We were stronger together. He was an idiot for leaving. Had he learned nothing from my mistake when I left? I didn’t know whether to be sad or angry at him. However, right now, I was worried. Because if Marcus was calling me to say his brother was reporting Ivan missing, something was very wrong. We knew we had targets on our backs, and now Ivan was out there on hisown. We were only lucky that Marcus’ brother, Harris, had eyes on him and that the restaurant Ivan was working at called him when Ivan didn’t show up for work. Knowing all that we did, we didn’t take that lightly. Harris immediately sent someone to Ivan’s place and verified that Ivan hadn’t just taken off. He then had one of his witches take an item from Ivan’s place to magically locate him.

They found nothing. Either Ivan was under a cloaking spell, or he was no longer in the human realm. I refused to believe any other option. If he were dead, even with our bond muted, I would have felt that. However, I felt a tightness in my chest from missing the bond. No, Ivan was alive.

“I need you to unmute the bond,” I told Billie as soon as I received the news that evening.

She nodded, waving her hand for me to sit down on her living room couch. “Do you think that will help you locate him?”

I took a seat, anxiousness clawing at my insides. “It should. We’re bonded. I should know wherever he is.”

One of her mates, a light brown eyed vampire with short curly hair named Tyson, walked into the space. He looked at us with empathetic eyes. I’d come to like him the most in the pack. He wasn’t what I expected at all from a vampire, with his friendly nature despite the dynamic personalities around him.

“When Billie went missing, Lila did a locator spell, but we didn’t have any luck until we all held on to something of Billie’s,” he explained. “We then knew exactly where she was even though she was under a cloaking spell.

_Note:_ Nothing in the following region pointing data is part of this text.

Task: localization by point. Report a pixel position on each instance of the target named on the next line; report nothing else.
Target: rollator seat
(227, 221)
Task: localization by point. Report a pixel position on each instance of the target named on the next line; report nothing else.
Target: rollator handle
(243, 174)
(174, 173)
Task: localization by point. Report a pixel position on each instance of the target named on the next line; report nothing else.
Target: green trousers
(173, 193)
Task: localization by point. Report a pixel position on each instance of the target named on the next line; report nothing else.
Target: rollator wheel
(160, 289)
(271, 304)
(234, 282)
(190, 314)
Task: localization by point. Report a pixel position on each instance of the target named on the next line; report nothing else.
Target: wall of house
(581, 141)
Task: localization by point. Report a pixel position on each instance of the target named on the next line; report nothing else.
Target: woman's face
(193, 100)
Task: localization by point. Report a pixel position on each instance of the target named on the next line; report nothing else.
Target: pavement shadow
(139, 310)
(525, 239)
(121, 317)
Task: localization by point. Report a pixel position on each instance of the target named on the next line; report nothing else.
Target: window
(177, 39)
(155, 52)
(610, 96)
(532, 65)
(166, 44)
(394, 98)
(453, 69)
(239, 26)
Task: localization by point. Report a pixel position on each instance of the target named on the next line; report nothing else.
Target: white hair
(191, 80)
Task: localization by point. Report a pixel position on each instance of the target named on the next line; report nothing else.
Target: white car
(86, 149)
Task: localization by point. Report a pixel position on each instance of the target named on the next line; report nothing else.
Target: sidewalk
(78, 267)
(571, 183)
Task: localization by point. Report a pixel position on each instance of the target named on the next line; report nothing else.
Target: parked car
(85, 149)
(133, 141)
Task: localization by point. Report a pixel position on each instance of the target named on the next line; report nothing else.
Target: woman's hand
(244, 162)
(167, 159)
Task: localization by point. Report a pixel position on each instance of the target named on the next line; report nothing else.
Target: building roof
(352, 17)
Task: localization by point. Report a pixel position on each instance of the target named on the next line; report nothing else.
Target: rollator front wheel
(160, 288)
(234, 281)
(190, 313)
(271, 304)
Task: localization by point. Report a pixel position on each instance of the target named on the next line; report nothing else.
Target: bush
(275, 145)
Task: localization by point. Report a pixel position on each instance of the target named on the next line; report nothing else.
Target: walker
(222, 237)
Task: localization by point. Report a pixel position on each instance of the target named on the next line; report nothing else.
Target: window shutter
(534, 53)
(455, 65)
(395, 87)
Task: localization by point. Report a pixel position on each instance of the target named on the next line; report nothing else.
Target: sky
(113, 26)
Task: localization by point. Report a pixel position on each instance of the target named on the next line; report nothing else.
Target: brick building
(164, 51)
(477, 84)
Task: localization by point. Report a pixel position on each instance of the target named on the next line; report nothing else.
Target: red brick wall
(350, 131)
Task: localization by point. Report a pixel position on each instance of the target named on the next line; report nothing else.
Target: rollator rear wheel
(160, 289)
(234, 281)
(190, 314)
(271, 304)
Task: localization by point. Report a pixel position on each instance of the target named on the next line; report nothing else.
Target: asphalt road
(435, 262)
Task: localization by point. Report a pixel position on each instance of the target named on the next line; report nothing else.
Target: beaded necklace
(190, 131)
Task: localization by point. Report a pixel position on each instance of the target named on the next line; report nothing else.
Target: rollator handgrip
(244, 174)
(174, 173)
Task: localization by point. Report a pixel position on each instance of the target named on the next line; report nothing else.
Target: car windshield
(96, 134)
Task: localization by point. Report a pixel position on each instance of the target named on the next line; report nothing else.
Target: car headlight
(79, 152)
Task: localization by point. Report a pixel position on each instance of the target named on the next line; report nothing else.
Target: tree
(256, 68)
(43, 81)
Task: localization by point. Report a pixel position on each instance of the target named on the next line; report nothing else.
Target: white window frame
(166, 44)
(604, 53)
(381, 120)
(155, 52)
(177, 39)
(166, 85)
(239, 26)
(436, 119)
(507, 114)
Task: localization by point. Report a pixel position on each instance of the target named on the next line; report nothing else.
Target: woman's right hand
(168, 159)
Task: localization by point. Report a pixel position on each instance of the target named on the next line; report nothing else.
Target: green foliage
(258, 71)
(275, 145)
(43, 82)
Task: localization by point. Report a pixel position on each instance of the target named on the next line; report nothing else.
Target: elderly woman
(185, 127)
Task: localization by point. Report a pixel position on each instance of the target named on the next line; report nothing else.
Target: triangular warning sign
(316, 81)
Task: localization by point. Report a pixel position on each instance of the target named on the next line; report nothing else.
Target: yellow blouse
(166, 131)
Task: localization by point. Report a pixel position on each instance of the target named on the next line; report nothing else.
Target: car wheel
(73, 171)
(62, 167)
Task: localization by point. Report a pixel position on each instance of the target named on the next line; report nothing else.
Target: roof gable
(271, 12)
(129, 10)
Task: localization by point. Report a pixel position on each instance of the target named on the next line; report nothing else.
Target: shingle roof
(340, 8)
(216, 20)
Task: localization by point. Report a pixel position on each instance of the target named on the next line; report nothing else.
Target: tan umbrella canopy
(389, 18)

I’d like to think it was mostly due to the fact that I was bonded to her. None of the others were at that time.” He looked over to Billie with a sheepish grin, and she winked back at him.

I shifted in my seat, ready to get to action. “That’s good to know. So, Billie, you can unmute the bond, and then we can doa locator spell. Ivan has a shirt he left me. He said in one of his letters to me that it was in exchange for the one of mine he took.”

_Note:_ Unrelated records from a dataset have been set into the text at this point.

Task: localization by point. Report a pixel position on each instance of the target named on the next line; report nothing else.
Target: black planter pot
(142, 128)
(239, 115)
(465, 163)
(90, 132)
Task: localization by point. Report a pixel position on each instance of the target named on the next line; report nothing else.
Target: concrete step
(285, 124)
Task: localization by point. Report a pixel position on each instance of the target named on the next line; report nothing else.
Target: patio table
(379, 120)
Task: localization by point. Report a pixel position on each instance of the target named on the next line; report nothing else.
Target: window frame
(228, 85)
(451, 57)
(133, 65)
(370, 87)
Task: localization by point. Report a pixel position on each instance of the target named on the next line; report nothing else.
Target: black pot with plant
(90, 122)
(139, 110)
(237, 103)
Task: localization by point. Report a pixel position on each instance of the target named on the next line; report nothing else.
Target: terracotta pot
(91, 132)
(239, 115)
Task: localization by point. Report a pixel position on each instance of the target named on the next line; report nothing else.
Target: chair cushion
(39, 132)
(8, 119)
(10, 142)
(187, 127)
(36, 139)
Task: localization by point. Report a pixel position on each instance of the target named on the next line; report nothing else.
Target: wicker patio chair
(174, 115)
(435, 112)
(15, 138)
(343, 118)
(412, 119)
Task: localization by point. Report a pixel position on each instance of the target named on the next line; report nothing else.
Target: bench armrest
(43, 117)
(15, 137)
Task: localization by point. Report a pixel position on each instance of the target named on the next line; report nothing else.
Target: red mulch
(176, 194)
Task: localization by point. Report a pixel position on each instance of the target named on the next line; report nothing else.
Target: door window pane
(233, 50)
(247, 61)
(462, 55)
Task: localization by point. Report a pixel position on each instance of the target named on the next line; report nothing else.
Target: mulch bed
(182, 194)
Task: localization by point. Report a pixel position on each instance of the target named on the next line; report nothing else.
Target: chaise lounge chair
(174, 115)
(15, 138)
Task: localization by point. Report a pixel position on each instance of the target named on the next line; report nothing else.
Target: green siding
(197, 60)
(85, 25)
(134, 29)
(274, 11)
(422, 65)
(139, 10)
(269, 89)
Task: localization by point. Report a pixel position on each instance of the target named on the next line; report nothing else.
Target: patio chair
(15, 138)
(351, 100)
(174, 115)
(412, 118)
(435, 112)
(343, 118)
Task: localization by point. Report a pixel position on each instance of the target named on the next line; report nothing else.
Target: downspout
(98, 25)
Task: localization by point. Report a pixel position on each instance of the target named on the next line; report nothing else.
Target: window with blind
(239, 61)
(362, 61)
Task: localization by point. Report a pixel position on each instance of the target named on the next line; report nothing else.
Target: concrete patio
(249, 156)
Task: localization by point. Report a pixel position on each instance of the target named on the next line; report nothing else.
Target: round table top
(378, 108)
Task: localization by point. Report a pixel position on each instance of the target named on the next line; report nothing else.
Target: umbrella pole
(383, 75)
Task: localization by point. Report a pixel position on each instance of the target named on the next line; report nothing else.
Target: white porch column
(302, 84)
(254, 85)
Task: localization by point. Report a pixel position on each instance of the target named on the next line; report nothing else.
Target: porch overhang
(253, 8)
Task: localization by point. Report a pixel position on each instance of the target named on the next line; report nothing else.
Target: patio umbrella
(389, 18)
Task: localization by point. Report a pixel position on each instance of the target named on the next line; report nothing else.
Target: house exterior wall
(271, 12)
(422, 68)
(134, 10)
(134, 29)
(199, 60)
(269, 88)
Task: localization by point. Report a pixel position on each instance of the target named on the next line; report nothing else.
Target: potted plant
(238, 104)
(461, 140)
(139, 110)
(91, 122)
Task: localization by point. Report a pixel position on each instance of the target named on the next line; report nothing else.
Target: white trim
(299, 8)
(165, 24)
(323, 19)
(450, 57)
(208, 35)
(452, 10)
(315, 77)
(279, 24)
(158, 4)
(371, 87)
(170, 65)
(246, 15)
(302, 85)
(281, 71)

Billie tapped her chin. “Let’s do the spells in the guest house. You were both there for almost a month, it’ll have his essence, which helps.”

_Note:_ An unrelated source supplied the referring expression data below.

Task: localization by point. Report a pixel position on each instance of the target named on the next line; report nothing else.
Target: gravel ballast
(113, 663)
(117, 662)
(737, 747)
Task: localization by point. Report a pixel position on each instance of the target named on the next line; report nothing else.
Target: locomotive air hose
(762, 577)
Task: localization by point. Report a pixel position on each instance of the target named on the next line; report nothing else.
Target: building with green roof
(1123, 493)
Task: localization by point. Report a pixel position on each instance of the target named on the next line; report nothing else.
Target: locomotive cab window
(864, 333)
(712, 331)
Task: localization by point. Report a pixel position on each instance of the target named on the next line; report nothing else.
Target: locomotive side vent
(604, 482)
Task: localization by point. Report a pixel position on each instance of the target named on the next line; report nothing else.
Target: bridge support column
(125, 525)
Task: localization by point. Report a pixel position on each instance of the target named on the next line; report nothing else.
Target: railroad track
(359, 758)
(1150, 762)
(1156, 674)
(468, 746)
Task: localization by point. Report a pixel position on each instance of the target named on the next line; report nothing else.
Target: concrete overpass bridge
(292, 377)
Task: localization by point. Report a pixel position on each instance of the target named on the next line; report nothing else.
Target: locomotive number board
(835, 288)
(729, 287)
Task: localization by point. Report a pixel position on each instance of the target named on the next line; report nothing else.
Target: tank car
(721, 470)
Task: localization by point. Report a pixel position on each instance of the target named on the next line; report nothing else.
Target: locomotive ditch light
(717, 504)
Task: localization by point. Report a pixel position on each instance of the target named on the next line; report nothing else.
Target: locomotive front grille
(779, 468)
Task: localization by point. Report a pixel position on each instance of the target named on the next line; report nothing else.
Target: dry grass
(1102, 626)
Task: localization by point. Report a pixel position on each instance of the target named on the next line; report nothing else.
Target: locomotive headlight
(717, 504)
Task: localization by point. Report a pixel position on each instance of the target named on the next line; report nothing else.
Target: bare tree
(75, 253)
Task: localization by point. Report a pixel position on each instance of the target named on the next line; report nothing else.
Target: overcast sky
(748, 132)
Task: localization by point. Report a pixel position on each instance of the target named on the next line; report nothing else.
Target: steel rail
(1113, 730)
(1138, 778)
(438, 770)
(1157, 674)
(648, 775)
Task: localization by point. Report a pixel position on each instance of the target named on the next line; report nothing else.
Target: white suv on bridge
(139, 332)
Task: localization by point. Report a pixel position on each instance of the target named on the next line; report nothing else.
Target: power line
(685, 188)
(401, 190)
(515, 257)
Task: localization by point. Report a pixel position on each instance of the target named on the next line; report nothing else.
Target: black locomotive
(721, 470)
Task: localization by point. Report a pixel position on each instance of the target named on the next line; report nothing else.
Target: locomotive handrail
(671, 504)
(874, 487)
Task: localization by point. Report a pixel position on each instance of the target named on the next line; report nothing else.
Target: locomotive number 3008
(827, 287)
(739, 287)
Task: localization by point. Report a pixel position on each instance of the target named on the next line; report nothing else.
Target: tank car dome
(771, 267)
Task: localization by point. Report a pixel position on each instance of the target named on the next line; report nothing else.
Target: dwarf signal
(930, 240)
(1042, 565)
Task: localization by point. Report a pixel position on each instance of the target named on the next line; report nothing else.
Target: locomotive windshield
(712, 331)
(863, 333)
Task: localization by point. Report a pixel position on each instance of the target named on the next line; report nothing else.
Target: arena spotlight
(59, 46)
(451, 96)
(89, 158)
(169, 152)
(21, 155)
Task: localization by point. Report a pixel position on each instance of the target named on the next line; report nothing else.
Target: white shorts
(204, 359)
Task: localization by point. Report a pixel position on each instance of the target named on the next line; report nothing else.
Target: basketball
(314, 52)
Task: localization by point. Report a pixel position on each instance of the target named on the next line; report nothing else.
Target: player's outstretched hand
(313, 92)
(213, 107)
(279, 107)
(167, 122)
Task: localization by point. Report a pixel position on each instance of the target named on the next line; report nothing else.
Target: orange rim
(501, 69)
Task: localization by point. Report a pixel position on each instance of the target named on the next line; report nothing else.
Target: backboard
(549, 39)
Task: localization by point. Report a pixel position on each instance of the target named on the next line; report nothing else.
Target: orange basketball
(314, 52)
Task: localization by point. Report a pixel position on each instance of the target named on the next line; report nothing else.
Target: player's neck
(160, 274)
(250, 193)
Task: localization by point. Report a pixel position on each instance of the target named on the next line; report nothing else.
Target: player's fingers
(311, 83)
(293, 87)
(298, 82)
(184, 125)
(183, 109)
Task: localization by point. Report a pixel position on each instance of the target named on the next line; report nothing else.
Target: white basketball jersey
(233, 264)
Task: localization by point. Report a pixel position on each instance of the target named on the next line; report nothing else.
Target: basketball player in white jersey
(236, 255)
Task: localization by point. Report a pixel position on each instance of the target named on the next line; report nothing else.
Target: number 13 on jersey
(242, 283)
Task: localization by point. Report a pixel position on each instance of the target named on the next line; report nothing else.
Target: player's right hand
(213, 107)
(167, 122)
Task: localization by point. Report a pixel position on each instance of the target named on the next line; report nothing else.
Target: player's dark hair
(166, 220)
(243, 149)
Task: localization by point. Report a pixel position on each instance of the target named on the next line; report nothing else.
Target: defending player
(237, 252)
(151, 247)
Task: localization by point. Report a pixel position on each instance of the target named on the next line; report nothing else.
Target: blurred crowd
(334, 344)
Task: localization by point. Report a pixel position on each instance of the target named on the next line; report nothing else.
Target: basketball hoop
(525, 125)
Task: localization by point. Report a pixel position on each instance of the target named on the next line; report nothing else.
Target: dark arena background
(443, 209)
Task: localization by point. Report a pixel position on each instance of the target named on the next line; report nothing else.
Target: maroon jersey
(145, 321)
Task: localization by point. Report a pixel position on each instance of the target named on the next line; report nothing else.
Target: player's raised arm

The three of us then gathered in the tiny space, Tyson there for morale support. In no time, Billie was able to undo the muting. I’d wondered if Ivan had considered that I would do such a thing. He thought he was doing me a favor by muting our bond, or more realistically, dampening it. However, he didn’t consider that I would undo it. Or did he think that I would abide by his wishes? Until this moment, I had. Despite my anger about his actions, I also understood his logic. There was a not so deep part of me that didn’t want to face the pain of having a mate who, through no fault of his own, didn’t want me. Although I felt the absence of him, it would be so much worse if we were still bonded. He had spared me, and he wouldn’t even remember it.

As soon as the bond came back, I felt like a weight had been lifted off me, but also, I noticed what I couldn’t determine before. Just as Harris’ people had said, Ivan was not here. I didn’t feel his presence in this realm. “He’s really gone,” I whispered more to myself than the others.

“Don’t freak out yet,” Tyson stated, leaning against the kitchen counter. “I almost crashed out when Billie went missing, but you have to focus. At least you don’t feel him in pain. That could mean he’s not hurt. The fact that you feel able to breathe better means he’s still alive.”

Billie nodded beside me in encouragement. She placed a hand on Ivan’s shirt that I was clutching and began to chant her location spell, her other free hand hovering over her tablet that showed a detailed map.

Unfortunately, her locator spell did not work as fast as the unmuting. I growled in frustration. “It’s not working, what’s going on? Should we get Lila and have her do the spell?”

Billie frowned, shaking her head. “No. I’m actually better at spells than Lila. I think this means that Ivan isn’t here. As in he’s not in the human realm. Like you thought.”